Drugs Linked to Survival in Some Heart Failure Patients

Beta-blockers associated with better survival in those with left ventricular systolic dysfunction

TUESDAY, Jan. 6 (HealthDay News) -- Initiating beta-blocker therapy upon hospital discharge was linked to improved survival in older heart failure patients with left ventricular systolic dysfunction, but not those with preserved systolic function, according to research published in the Jan. 13 issue of the Journal of the American College of Cardiology.

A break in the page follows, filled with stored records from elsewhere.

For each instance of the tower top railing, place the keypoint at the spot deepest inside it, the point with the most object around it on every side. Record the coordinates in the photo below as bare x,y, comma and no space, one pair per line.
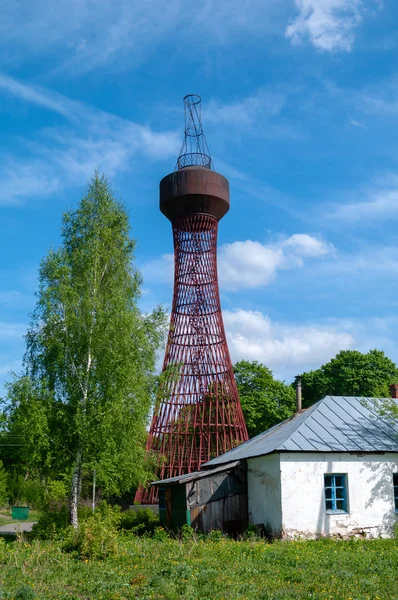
194,150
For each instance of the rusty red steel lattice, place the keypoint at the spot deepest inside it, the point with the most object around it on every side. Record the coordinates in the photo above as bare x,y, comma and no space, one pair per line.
198,415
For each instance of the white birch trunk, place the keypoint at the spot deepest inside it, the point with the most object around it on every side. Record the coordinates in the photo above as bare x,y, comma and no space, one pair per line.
75,492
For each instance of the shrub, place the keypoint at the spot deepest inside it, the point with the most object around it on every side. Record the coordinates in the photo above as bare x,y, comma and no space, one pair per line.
56,491
3,486
54,521
96,537
51,523
139,521
22,491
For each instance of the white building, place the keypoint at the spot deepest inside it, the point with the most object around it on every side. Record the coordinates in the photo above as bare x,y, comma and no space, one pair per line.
329,470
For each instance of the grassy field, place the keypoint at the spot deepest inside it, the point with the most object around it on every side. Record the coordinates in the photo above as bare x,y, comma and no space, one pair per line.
146,568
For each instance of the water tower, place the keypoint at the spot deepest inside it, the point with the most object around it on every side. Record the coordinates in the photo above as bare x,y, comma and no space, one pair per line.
198,413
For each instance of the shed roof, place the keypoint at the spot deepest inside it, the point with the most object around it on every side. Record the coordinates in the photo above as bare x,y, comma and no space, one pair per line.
334,424
195,474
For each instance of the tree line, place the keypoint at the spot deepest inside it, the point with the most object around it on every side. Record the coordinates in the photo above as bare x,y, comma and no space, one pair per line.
82,401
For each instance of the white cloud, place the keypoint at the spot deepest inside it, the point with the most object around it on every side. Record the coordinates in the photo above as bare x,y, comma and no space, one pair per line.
379,202
83,35
283,346
246,111
250,264
68,154
329,24
288,348
12,330
260,114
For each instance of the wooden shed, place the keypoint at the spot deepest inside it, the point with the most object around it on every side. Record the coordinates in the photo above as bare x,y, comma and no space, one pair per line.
209,499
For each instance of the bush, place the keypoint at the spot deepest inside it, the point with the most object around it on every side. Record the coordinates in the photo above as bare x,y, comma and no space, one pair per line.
54,521
139,521
3,486
97,536
25,491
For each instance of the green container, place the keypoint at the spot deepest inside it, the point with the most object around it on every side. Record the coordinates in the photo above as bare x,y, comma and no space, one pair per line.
20,512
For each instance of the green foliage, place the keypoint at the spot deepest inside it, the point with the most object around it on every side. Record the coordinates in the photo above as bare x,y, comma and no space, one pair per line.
265,400
4,492
25,592
54,521
85,396
350,373
51,523
139,521
96,537
25,491
196,569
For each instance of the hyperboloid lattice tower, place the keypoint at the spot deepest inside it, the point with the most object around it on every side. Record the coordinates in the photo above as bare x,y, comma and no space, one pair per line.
198,413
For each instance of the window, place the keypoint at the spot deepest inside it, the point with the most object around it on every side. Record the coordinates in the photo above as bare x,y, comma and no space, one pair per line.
336,493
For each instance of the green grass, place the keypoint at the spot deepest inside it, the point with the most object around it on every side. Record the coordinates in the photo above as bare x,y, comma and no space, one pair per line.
5,517
168,569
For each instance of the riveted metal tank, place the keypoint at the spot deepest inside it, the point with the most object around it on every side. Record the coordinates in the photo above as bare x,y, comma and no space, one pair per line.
194,190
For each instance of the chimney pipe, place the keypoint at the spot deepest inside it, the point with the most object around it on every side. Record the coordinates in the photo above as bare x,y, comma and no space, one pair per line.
298,394
394,390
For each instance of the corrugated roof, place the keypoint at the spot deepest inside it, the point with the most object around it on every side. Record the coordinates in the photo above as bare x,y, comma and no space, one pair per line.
334,424
196,474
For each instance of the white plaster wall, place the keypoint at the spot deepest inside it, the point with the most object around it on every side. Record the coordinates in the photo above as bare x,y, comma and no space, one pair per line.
371,509
264,493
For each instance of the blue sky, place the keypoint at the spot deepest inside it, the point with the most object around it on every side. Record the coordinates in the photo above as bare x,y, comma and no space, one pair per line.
300,110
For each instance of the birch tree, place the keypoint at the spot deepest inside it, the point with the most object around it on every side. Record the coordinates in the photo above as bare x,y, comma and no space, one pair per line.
91,353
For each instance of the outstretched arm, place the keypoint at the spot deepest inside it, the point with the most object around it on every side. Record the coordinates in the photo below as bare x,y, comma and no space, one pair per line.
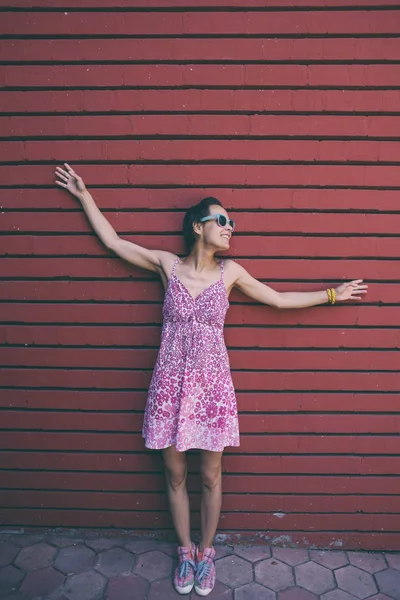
352,290
152,260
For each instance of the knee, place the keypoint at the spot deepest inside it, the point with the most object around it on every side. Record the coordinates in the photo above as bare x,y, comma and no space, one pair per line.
211,478
176,478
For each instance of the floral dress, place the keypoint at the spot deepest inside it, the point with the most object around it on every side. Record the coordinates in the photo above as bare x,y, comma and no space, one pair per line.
191,401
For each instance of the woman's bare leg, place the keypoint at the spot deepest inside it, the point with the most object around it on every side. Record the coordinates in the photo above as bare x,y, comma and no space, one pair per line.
211,499
175,472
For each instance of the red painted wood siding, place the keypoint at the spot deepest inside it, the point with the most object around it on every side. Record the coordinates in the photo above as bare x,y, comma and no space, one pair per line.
289,113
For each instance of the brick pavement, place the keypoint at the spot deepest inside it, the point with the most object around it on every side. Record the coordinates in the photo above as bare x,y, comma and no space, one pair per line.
59,565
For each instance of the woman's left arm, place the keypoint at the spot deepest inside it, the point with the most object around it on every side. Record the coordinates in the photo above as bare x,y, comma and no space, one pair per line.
351,290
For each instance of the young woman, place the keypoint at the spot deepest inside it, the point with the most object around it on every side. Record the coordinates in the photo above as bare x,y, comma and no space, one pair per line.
191,401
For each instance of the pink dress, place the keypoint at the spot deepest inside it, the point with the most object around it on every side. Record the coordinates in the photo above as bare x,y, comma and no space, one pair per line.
191,401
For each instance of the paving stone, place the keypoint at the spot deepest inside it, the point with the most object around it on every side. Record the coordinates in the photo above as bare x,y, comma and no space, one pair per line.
291,556
296,593
378,597
74,559
163,590
234,571
64,542
367,561
274,574
28,539
35,557
331,559
220,592
138,547
356,582
393,561
41,582
315,578
10,578
130,587
153,565
253,591
338,595
253,553
114,562
84,586
8,551
14,596
389,582
101,544
222,550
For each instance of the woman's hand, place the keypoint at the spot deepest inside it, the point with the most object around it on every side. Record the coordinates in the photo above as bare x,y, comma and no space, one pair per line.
350,290
70,181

Adrian F. Hernandez, M.D., of the Duke University School of Medicine in Durham, N.C., and colleagues analyzed data from the Organized Program to Initiate Lifesaving Treatment in Hospitalized Patients with Heart Failure (OPTIMIZE-HF) registry on 7,154 elderly patients with heart failure who were naive to beta-blockers but eligible for their use. Roughly half were started on the therapy.

In those with left ventricular systolic dysfunction, beta-blockers were associated with significantly lower mortality (adjusted hazard ratio, 0.77) and rehospitalization (adjusted hazard ratio, 0.89), the researchers report. These outcomes were not significantly lower in patients with preserved systolic function, the authors note.

"There are several possible explanations for the lack of benefit of beta-blockers in this cohort, including the heterogeneity of the population and poor understanding of pathophysiology. The single randomized trial of beta-blockers that included patients with preserved systolic function did not find a mortality benefit in the subgroup of patients with left ventricular ejection fraction of at least 40 percent. Thus, our findings among patients enrolled in the OPTIMIZE-HF registry are consistent with the existing clinical trial evidence," Hernandez and colleagues write.

GlaxoSmithKline supported this study.